Pairings. In whisky, they’re a big thing. And why not? Enjoying your whisky with ice is perfectly acceptable; pouring a little water to open up the flavour profiles is veritably encouraged. Aficionados of cigars and whisky are positive that each vice should be enjoyed together. More recently, the trend for imbibing your favourite dram in tandem with some dark chocolate has really gained favour among the more esurient whisky fans out there. But of course, this is one pairing that can really be celebrated.
Straight off the bat, Dalmore really is one of the heavyweights of the single-malt whisky world. So what is it about this release that’s particularly special? It is, as ever, all down to the particular choice of cask that the whisky has been allowed to maturate in. And Dalmore’s Master Blender Richard Paterson, who’s now in his fifth decade with the brand, has made it his life’s work to choose the perfect assemblage of wine casks in which to mature the whisky.

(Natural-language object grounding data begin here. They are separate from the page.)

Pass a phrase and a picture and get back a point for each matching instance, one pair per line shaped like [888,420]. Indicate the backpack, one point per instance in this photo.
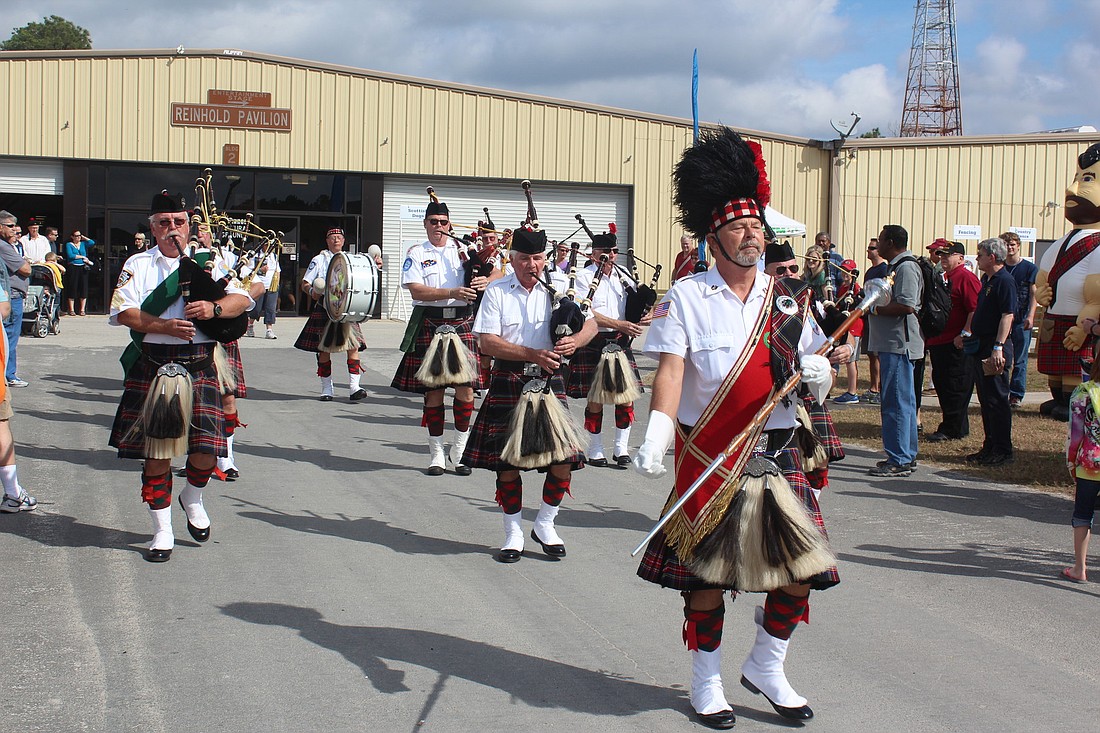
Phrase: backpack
[935,299]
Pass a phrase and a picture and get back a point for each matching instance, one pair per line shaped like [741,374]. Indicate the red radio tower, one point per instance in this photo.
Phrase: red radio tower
[932,89]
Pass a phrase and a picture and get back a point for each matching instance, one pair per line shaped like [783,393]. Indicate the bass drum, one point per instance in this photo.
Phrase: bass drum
[351,287]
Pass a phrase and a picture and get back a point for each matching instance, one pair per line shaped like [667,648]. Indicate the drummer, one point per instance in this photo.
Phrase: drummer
[435,277]
[312,285]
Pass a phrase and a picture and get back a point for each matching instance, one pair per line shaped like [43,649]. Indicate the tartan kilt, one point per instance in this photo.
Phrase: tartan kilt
[405,376]
[233,356]
[208,420]
[824,427]
[661,566]
[582,364]
[311,332]
[1053,358]
[490,430]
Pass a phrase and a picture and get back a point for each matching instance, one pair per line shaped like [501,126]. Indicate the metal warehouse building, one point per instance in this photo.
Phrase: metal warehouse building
[87,137]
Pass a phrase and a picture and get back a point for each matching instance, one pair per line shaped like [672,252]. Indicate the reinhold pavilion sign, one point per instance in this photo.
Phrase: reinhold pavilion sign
[239,110]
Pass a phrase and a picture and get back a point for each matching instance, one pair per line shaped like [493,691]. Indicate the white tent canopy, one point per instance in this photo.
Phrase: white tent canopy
[783,226]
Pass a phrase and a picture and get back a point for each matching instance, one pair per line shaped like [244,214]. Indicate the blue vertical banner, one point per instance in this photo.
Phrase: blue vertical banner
[694,120]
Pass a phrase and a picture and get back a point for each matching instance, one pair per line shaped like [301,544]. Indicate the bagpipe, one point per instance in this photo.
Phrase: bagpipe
[540,429]
[766,538]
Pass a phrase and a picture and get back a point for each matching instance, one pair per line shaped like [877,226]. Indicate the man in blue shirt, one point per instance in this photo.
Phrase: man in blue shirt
[1023,272]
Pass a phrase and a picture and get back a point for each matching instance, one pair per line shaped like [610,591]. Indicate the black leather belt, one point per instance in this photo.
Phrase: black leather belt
[449,312]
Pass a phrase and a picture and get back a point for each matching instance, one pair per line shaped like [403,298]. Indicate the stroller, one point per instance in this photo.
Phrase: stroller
[42,308]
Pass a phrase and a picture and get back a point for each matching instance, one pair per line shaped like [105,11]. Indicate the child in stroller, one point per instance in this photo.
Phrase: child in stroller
[42,308]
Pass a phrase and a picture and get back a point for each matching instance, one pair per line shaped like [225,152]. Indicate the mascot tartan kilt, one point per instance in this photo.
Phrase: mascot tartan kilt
[661,566]
[207,419]
[490,430]
[582,364]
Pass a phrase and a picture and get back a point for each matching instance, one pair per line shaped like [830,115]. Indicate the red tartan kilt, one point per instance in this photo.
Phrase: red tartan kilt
[661,566]
[311,332]
[582,364]
[490,430]
[208,423]
[823,425]
[405,376]
[1053,358]
[233,356]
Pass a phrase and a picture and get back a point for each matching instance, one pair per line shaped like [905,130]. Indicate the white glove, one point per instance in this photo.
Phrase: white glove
[659,434]
[817,374]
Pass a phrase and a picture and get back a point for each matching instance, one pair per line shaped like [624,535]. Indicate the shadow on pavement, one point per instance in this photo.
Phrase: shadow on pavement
[977,560]
[537,682]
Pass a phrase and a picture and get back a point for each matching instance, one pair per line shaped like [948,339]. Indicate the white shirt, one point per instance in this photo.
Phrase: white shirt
[710,326]
[517,315]
[609,298]
[140,276]
[272,262]
[435,266]
[1070,297]
[35,250]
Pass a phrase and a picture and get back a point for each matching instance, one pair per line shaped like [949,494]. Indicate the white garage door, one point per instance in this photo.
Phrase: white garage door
[23,176]
[556,204]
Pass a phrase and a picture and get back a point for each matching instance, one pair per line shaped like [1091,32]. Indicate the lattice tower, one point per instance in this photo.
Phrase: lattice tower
[933,106]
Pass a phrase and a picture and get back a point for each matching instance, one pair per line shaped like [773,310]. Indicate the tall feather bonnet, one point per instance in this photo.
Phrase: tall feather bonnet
[718,179]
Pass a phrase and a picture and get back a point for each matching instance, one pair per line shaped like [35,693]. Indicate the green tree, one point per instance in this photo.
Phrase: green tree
[53,33]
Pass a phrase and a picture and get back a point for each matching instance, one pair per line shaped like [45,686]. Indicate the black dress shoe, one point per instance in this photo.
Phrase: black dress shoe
[552,550]
[997,459]
[198,535]
[719,721]
[790,713]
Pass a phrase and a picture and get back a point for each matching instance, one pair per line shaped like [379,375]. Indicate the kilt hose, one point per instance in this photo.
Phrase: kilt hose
[1053,358]
[311,332]
[233,356]
[661,566]
[405,376]
[208,420]
[490,430]
[582,364]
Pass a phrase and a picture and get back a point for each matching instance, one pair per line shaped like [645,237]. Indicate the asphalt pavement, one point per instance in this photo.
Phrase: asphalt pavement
[345,590]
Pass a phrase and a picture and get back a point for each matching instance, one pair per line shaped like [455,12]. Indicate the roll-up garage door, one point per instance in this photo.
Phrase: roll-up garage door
[24,176]
[556,204]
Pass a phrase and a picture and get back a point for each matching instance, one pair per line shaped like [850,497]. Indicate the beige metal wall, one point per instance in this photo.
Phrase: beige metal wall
[108,107]
[928,187]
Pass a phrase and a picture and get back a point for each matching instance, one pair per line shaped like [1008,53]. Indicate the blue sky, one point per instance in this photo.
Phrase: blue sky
[787,66]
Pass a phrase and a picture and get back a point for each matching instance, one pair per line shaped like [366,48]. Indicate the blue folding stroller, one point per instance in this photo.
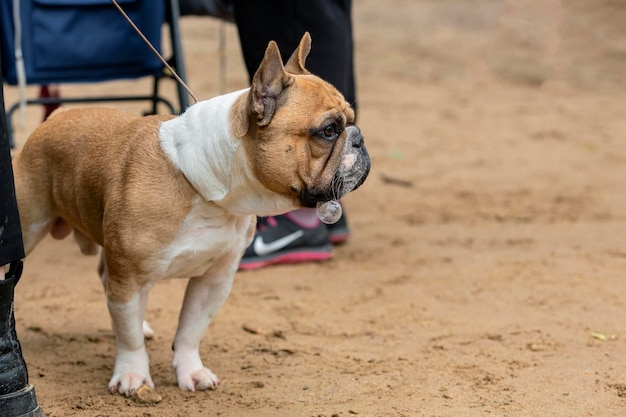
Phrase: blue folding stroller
[84,41]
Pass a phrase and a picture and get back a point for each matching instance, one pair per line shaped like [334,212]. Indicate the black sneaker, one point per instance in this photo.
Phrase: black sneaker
[279,240]
[339,232]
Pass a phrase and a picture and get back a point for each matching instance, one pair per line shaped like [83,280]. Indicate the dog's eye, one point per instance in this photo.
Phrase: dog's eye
[330,132]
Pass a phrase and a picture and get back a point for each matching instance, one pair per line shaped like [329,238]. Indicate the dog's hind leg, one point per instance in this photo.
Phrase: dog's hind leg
[203,298]
[132,365]
[86,245]
[148,333]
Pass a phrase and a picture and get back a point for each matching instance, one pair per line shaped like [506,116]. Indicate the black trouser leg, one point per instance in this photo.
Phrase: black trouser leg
[17,397]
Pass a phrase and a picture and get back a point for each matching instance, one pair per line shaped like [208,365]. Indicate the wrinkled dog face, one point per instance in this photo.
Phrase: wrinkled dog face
[305,138]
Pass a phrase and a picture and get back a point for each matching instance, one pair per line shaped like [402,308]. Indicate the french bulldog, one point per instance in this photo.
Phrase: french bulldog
[177,196]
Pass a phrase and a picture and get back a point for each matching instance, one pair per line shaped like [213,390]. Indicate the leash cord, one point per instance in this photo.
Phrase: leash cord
[168,66]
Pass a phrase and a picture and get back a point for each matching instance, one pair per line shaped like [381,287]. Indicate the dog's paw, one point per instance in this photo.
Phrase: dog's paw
[126,384]
[132,370]
[148,333]
[200,380]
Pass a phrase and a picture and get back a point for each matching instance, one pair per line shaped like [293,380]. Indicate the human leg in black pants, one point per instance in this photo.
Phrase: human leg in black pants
[298,236]
[17,397]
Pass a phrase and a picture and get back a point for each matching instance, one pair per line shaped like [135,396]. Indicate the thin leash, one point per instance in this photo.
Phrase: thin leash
[143,37]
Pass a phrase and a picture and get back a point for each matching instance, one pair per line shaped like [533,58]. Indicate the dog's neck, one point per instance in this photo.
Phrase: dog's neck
[201,144]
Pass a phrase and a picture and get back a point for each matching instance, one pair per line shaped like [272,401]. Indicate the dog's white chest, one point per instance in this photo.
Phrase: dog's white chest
[206,236]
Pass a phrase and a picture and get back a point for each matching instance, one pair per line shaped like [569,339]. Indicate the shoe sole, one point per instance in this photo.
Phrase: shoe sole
[288,258]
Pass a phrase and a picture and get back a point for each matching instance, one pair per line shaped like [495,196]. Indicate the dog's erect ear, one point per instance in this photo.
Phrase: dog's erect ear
[295,65]
[268,82]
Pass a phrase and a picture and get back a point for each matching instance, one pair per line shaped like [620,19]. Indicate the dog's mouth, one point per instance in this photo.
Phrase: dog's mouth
[343,182]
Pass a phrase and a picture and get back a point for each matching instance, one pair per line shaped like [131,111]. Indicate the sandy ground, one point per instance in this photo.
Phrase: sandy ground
[485,273]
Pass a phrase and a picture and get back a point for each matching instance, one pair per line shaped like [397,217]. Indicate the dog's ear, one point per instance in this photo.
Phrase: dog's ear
[268,82]
[295,65]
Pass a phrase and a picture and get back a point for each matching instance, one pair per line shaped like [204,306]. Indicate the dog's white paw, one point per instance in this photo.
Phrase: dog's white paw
[191,373]
[199,380]
[148,333]
[132,370]
[127,384]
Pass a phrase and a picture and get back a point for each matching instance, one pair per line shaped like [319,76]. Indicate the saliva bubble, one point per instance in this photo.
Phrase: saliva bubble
[329,212]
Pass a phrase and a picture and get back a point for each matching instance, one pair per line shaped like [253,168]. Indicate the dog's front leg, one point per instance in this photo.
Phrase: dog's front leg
[203,298]
[132,367]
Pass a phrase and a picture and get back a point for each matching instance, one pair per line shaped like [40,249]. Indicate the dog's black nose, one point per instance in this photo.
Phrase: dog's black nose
[356,138]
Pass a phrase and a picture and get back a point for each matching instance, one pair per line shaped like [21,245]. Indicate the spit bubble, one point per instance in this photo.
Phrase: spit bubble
[329,212]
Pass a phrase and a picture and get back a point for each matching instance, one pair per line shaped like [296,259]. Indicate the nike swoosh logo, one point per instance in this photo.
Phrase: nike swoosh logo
[262,248]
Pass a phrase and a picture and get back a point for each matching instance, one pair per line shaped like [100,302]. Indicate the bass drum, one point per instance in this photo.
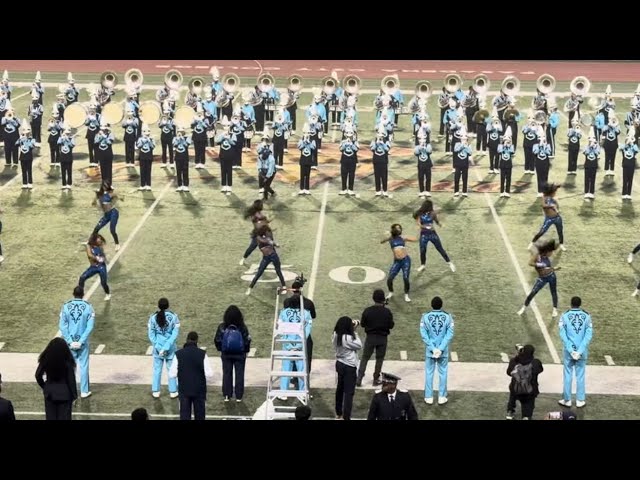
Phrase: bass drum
[150,112]
[112,113]
[75,115]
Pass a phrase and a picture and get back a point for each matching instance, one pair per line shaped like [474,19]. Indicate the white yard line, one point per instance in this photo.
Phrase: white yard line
[316,251]
[520,273]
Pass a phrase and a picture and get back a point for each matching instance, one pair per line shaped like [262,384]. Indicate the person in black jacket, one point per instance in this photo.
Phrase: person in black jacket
[6,408]
[527,400]
[60,391]
[377,321]
[234,354]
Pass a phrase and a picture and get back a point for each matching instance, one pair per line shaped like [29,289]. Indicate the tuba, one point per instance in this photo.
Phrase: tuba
[452,82]
[352,84]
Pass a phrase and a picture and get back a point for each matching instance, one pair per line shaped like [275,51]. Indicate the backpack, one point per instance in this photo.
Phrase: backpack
[521,379]
[232,341]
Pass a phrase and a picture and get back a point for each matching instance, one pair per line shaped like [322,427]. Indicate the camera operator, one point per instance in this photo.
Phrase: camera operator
[377,321]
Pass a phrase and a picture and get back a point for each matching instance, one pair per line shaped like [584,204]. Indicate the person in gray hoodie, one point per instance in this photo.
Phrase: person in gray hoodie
[347,343]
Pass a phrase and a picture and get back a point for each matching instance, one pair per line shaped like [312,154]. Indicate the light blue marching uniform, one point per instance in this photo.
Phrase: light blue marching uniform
[163,340]
[576,331]
[436,329]
[292,315]
[77,319]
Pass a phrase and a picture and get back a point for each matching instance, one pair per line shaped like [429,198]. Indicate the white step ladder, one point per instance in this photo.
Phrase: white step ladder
[282,335]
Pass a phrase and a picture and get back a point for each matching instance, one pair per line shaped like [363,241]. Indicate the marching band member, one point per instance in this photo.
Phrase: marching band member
[130,125]
[380,150]
[35,113]
[10,132]
[181,147]
[574,134]
[591,155]
[551,210]
[104,152]
[98,261]
[506,152]
[307,146]
[145,145]
[494,131]
[629,151]
[541,152]
[227,141]
[66,144]
[530,133]
[167,133]
[106,198]
[610,134]
[423,153]
[552,127]
[54,128]
[348,160]
[266,166]
[199,128]
[461,161]
[26,144]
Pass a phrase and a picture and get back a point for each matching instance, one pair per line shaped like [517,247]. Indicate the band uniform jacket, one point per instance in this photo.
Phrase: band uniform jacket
[382,409]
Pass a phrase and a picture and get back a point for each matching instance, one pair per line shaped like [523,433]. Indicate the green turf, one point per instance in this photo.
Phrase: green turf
[122,399]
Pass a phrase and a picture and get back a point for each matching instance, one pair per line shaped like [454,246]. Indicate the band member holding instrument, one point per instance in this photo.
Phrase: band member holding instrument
[131,125]
[591,155]
[98,263]
[104,152]
[106,198]
[227,141]
[307,146]
[66,144]
[11,134]
[167,133]
[423,153]
[54,128]
[380,150]
[181,147]
[145,145]
[551,210]
[35,113]
[25,144]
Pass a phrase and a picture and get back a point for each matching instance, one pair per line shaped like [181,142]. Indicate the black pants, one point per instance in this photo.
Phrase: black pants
[187,404]
[348,173]
[464,173]
[424,176]
[182,171]
[305,174]
[145,172]
[590,180]
[505,179]
[66,168]
[371,343]
[627,179]
[345,390]
[381,174]
[57,410]
[231,362]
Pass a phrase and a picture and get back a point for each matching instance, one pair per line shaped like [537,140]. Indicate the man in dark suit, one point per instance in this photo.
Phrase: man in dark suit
[6,408]
[191,366]
[391,403]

For those unfamiliar with Dalmore’s usual 12 year old, and also its 15 and 18 year old expressions (although everything about its whisky is actually far from usual), Paterson usually matures these in Matusalem, Apostles and Amorose sherry casks.
For this Cask Select, however, and with typical gusto (and showing the same commitment as he does to all his creations), he’s really given the task in hand the dedication it deserves. Once the spirit has been matured for ten years in American white oak ex-bourbon casks, it is then further matured in a blend of aged oloroso and Pedro Ximénez sherry casks, which have been specially sourced and then constructed by Dalmore’s coopers. This is where the Sherry Cask Select differs from its stablemates – this coupling of casks, along with a maturation finish of three years, imparts a sweet fruit flavour that differs slightly from the warm orange citrus profile which is more typical of Dalmore’s output. The result is a rewarding and spicy, but subtle, drinking experience.
The pairing in question? I tried this Sherry Cask Select with an orgeat syrup, chocolate bitters and a slice of orange, for another twist on an old fashioned. Suffice to say, it was a glorious union of pairings which produced a taste you’ll want to return to at least twice, if not more.